La création d’un fonds privé doté d’une enveloppe d’un milliard de dollars pour sauver les acteurs ayant investi dans l’immobilier de luxe a été annoncée fin 2017. Comment fonctionne ce fonds? Quel impact aura-t-il sur le secteur? Est-ce une bonne affaire pour l’acheteur? Explications.
«Un fonds privé a été créé dans le but de soutenir le secteur immobilier en crise au Liban, plus particulièrement l’immobilier de luxe qui se concentre de Ramlet el-Bayda à Achrafié, explique à Magazine Massaad Fares, directeur-associé de la société Legacy Central, créée spécifiquement pour gérer ce fonds. Concrètement, Legacy Central va acquérir des propriétés dans des projets de luxe presque achevés ou inachevés, diversifiés et demandés, sur le marché stagnant, auprès de développeurs qui se trouvent en difficulté de remboursement de prêts ou de manque de liquidités, et qui n’arrivent plus, par conséquent, à financer la fin des travaux.
Car si l’immobilier tourne au ralenti depuis le début de la crise syrienne, c’est bien le secteur du luxe qui est le plus affecté. Les propriétaires arabes revendent aujourd’hui leurs biens et ne trouvent pas d’acheteurs et ce, pour plusieurs raisons. Les grandes surfaces et les appartements à grands budgets n’ont pas la côte en ce moment, le pays étant en pleine crise économique, la diaspora libanaise attend des jours plus favorables. Résultat: de nombreux projets en construction sont achevés et l’offre est très largement supérieure à la demande. Parmi les zones concernées, le centre-ville, le front de mer ou encore quelques appartements luxueux à Achrafié.
Immeubles vides
«C’est la première fois que l’on voit autant d’immeubles vides sur le marché, insiste de son côté Guillaume Boudisseau, expert immobilier à Ramco. Il y a des promoteurs qui essaient de vendre depuis quatre ou cinq ans et qui n’y parviennent pas. On parle de gros budgets, allant de 1 à 2 millions de dollars. Au centre-ville par exemple, il y a environ 250 appartements de luxe qui sont terminés, et qui restent invendus, indique Guillaume Boudisseau. Cela représente un stock de 79 500 m2 de surfaces résidentielles sur 425 000 m2 bâtis. Ces appartements correspondent à une valeur marchande d’environ 750 millions de dollars sans tenir compte de la marge de négociation lors de l’achat». Selon l’expert, il est aujourd’hui possible de trouver des appartements de luxe au centre-ville à partir de 5 000 dollars le mètre carré en premier étage, une situation pratiquement inédite.
Pour Massaad Fares, le fonds va donc se concentrer particulièrement sur l’immobilier de luxe, qui est le plus en difficulté pour l’instant avec une baisse d’environ 30 à 35% depuis 2011. «Le stock du marché de luxe comprend à présent environ 1 200 unités dont la valeur s’élève à plus de 3 milliards de dollars, ajoute Massaad Fares.

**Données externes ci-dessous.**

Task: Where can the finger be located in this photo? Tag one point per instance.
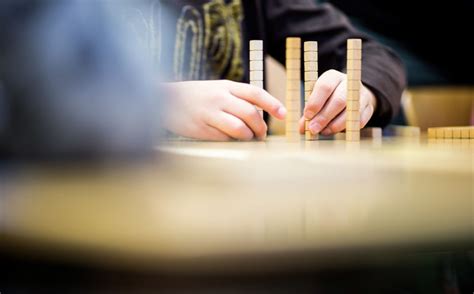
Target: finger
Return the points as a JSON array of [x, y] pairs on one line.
[[230, 125], [248, 113], [301, 125], [334, 106], [259, 97], [324, 87]]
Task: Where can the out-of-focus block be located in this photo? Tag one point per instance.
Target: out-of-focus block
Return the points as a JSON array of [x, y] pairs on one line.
[[310, 75], [256, 75], [256, 55], [256, 65], [256, 45]]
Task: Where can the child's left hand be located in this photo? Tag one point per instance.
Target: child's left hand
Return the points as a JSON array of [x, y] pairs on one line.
[[326, 106]]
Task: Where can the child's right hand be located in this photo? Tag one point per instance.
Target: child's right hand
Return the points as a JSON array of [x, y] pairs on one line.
[[219, 110]]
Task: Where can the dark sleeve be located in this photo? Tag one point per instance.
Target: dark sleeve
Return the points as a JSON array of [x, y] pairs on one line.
[[70, 85], [382, 70]]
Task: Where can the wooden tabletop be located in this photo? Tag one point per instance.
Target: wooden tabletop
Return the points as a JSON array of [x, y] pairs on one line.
[[200, 204]]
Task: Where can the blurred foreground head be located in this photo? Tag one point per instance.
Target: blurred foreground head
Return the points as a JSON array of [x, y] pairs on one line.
[[72, 85]]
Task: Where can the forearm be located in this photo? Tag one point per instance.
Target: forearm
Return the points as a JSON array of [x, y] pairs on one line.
[[382, 70]]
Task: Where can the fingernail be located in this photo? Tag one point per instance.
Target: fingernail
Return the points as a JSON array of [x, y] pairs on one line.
[[282, 111], [326, 132], [308, 114], [314, 127]]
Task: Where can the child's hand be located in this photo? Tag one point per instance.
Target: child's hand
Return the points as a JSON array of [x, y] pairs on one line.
[[326, 105], [219, 110]]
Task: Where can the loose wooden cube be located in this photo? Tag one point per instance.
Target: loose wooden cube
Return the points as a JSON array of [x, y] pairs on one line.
[[439, 133], [431, 133], [354, 44], [465, 133], [456, 133]]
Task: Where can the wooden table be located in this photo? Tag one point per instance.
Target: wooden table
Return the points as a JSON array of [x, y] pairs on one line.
[[253, 206]]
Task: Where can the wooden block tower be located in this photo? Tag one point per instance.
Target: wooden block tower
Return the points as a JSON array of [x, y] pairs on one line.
[[256, 65], [310, 59], [354, 69], [293, 87]]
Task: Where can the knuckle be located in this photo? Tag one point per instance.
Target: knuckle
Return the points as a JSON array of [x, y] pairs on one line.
[[323, 120], [339, 102]]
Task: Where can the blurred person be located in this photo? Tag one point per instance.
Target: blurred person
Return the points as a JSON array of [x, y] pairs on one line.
[[71, 83], [424, 38], [208, 40]]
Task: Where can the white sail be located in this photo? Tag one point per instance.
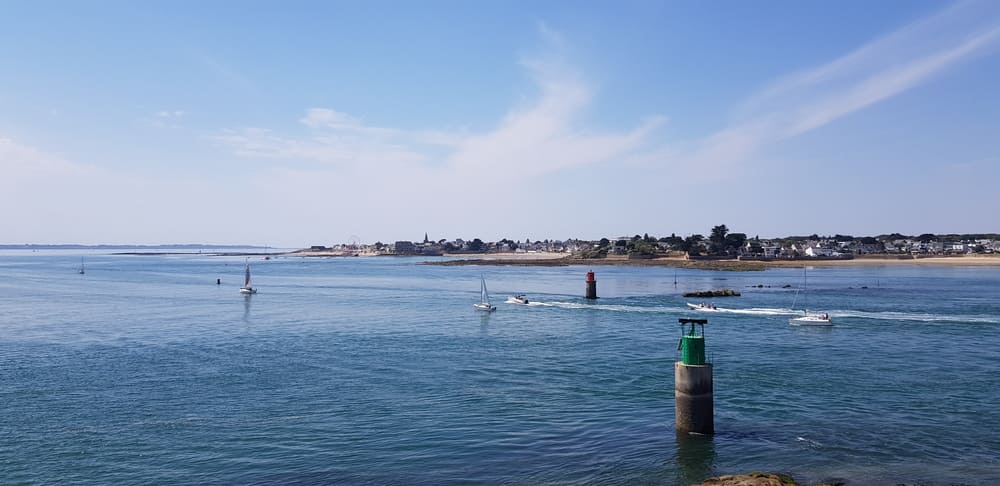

Evidemment, ce fonds ne peut pas liquider la totalité du stock qui s’accumule au fil des années, mais il sera d’une aide majeure».
Sauver le promoteur
La question se pose alors de savoir quels seront les effets de ce fonds sur le marché immobilier libanais? Pour Guillaume Boudisseau, «il s’agit surtout d’un fonds pour sauver le promoteur en premier lieu. C’est une forme de spéculation car le fonds consiste à racheter un appartement à prix cassé pour ensuite le revendre à un client en réalisant un petit profit. Cela permet de sauver tous les acteurs ayant investi dans l’immobilier de luxe et n’ayant pas pu honorer leurs engagements: le promoteur mais aussi le plombier qui n’a pas pu être payé, le cuisiniste etc…». Massaad Fares insiste sur la nécessité «que le gouvernement introduise quelques initiatives stimulantes qui encourageraient le marché de l’immobilier à se relever, des initiatives qui s’appliquent par exemple ailleurs, telles que l’enregistrement gratuit ou la réduction des frais d’enregistrement, l’abolition ou la réduction de certaines taxes. Comme par exemple, les efforts faits par la BDL qui a introduit des initiatives très encourageantes auprès des expatriés et des émigrés, principalement les prêts hypothécaires au taux d’intérêt de 2%».
Le lancement de ce fonds ne devrait affecter le marché immobilier que légèrement, dans le sens où il va surtout soulager les promoteurs immobiliers en difficulté, permettre aux banques d’être remboursées et apporter un petit bénéfice aux investisseurs. En revanche, l’acheteur final risque de payer plus cher que s’il avait négocié directement avec le promoteur.